Japanese Market Sees Worst Losses Since 1987, Traders Blame Carry Trade for Crypto Crash


  • Global markets, crypto, and tech valuations are experiencing significant declines, reaching levels not seen in several months.
  • Disappointing jobs report triggers panic selling, and US investors warn of an incoming recession.
  • Japan’s recent monetary policy changes caused a bloodbath for carry trades, causing instability across financial markets.

What a week —and it’s only Tuesday.

Global markets are crashing, tech valuations are plunging, and the crypto market is down to US$1.9 trillion for the first time in six months… and a lot has to do with an unexpected player.

Ethereum (ETH) and Solana (SOL), two of the most popular cryptocurrencies besides Bitcoin, have decreased 26% and 28% in the last seven days, respectively.

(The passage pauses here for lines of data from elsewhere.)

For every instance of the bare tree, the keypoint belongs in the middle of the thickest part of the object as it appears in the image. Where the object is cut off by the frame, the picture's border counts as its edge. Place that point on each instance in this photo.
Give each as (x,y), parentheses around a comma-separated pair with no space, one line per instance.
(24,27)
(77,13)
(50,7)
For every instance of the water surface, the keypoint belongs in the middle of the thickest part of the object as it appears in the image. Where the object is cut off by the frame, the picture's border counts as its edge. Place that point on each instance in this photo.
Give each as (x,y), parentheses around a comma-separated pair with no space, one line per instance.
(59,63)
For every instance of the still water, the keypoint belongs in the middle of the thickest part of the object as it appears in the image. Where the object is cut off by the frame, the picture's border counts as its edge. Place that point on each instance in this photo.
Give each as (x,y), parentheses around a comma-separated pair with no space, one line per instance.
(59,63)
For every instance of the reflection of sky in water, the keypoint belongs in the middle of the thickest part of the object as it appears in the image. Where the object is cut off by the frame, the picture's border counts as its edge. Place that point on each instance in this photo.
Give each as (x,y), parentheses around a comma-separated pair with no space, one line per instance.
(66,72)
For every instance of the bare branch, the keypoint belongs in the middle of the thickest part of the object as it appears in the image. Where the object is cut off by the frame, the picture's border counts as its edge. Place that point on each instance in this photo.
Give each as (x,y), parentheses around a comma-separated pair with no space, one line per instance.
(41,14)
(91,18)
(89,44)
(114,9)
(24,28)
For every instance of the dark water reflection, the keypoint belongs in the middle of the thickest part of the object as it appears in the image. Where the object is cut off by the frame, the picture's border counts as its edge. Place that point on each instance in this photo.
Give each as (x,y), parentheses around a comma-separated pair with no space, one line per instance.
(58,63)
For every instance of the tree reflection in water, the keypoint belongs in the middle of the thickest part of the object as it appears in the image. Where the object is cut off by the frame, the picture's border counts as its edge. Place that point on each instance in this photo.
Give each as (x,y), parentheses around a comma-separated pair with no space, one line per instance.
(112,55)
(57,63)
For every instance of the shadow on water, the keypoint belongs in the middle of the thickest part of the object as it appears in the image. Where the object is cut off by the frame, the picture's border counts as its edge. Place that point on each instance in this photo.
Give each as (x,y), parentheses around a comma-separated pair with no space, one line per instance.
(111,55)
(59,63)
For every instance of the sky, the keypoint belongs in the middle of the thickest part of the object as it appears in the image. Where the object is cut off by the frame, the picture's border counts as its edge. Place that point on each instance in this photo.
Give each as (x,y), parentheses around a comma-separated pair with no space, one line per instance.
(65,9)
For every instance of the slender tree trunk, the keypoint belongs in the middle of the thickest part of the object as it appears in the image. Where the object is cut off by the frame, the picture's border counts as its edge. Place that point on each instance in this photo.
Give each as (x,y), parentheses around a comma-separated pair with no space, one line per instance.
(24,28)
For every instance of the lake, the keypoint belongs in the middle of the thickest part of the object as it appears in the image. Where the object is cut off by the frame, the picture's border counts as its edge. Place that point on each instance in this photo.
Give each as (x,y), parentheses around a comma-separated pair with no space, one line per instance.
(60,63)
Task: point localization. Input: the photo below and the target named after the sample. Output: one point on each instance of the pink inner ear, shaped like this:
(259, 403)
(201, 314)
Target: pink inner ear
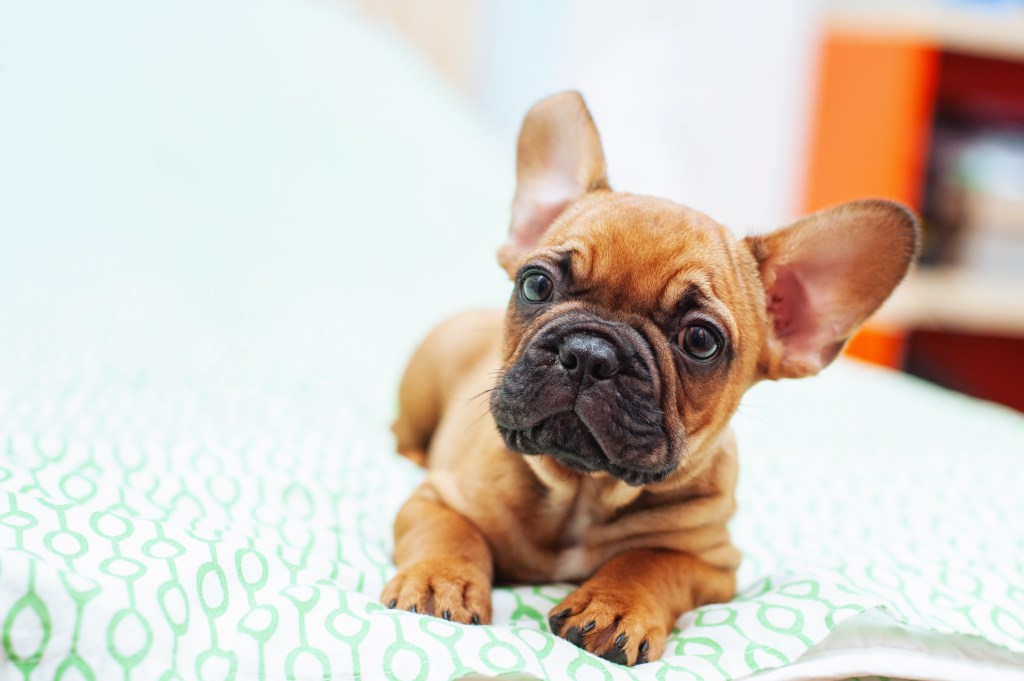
(535, 221)
(806, 318)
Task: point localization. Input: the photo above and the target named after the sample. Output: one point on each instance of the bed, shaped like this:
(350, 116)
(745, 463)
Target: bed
(222, 229)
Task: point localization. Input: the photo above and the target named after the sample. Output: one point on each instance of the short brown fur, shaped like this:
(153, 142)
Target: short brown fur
(646, 554)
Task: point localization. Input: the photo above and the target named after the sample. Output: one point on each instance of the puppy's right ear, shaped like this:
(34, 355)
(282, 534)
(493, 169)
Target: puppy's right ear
(559, 160)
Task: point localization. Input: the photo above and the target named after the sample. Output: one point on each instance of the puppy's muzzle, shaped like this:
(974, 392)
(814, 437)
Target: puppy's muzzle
(585, 391)
(588, 358)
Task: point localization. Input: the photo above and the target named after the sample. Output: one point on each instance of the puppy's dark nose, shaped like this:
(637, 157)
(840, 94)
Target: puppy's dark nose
(585, 356)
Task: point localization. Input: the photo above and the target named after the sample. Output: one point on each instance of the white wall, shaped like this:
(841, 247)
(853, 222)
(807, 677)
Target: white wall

They are currently priced at US$2.4K (AU$3.6K) and US$131.8 (AU$202). BNB is also down 19% in the weekly chart.

All in all, if you click on the homepage of any data aggregator, you’ll encounter a sea full of painful red charts. But if you don’t have the stomach to visit one of these sites right now— fear not, here’s a chart for you:

Source:(CoinGecko)

Bitcoin saw a sharp decline shortly after reaching a multi-week high, nearing the US$70K (AU$107K) barrier by the beginning of last week. It started to lose momentum by mid-week, dropping to US$66K (AU$101.34K). 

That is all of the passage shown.